Auch zwei Tage nach dem Tod des Kremlkritikers Alexej Nawalny haben die Angehörigen noch keinen Zugang zur Leiche erhalten. Mehr als 12.000 Menschen in Russland forderten laut Bürgerrechtlern in einem Aufruf, den Leichnam des in einem sibirischen Straflager ums Leben gekommenen Politikers an die Hinterbliebenen zu übergeben.
Die Bürgerrechtsplattform OWD-Info hatte die Petition erst am späten Samstagnachmittag gestartet. Die Herausgabe müsse schnell erfolgen, heißt es in der Erklärung: «Wenigstens nach seinem Tod sollte Alexej Nawalny bei seinen Angehörigen sein.»

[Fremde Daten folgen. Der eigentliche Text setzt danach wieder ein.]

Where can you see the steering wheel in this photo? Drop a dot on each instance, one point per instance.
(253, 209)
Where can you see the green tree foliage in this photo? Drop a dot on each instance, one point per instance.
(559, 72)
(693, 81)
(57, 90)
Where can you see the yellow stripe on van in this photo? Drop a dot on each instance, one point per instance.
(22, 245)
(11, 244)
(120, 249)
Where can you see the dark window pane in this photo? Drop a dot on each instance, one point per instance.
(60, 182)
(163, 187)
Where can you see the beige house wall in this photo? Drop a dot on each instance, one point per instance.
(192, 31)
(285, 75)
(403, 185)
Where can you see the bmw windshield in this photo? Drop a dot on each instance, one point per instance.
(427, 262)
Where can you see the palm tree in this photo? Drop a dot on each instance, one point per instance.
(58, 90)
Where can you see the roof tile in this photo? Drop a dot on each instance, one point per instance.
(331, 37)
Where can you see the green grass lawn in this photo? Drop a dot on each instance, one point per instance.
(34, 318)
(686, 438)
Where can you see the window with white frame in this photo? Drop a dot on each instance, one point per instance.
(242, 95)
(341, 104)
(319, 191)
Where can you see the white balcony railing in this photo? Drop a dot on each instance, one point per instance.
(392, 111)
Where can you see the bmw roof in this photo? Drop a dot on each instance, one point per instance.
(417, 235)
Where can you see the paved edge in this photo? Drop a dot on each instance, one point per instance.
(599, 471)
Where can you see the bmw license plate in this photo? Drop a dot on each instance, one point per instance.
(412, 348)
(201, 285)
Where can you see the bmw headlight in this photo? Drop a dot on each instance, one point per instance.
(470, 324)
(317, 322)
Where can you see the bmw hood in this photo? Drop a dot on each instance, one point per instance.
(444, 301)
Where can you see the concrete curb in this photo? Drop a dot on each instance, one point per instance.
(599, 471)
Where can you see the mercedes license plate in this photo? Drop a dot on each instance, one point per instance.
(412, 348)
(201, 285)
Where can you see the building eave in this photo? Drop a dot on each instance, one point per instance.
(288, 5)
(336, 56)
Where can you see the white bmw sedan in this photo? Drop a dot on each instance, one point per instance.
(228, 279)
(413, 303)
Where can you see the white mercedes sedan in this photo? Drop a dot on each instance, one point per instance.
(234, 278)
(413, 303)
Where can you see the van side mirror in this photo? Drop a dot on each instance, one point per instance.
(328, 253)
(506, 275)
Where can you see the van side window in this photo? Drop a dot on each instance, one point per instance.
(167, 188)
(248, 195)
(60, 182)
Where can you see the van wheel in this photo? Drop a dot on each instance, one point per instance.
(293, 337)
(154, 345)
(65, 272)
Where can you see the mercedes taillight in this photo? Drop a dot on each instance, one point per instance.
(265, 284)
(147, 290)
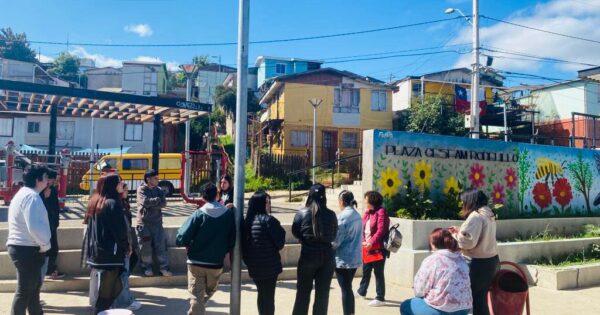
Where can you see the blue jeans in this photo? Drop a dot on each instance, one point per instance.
(417, 306)
(125, 298)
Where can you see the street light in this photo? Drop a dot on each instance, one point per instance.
(189, 70)
(474, 113)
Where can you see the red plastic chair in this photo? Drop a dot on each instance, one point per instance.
(509, 292)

Der nach vielen Tagen in immer wieder angesetzter Einzelhaft körperlich geschwächte Nawalny war nach russischen Behördenangaben am Freitag bei einem Hofgang in seinem sibirischen Straflager bei eisigen Temperaturen zusammengebrochen. Wiederbelebungsversuche waren nach Angaben des Strafvollzugs erfolglos. Nawalny war zum Zeitpunkt des Todes erst 47 Jahre alt.
Menschenrechtler werfen dem russischen Machtapparat Mord vor. Auch die Mitarbeiter des prominenten Anti-Korruptionskämpfers gingen davon aus, dass Nawalny gezielt getötet wurde.

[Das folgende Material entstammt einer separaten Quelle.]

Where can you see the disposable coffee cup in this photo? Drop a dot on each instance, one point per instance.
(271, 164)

Nowaja Gaseta: Nawalnys Leiche liegt in Salechard
Die in Russland von den Behörden geschlossene und dann im Ausland wieder eröffnete «Nowaja Gaseta» berichtete derweil unter Berufung auf eigene Quellen, dass Nawalnys Leiche im Bezirkskrankenhaus der Stadt Salechard im hohen Norden Sibiriens aufbewahrt werde. Eine Obduktion habe zumindest bis Samstag noch nicht stattgefunden. Zudem soll der Körper des Toten blaue Flecken aufweisen.
Salechard ist die Hauptstadt des autonomen Kreises der Jamal-Nenzen. Das Straflager «Polarwolf», in dem Nawalny starb, liegt etwa 50 Kilometer Luftlinie nordwestlich davon - bereits jenseits des Polarkreises.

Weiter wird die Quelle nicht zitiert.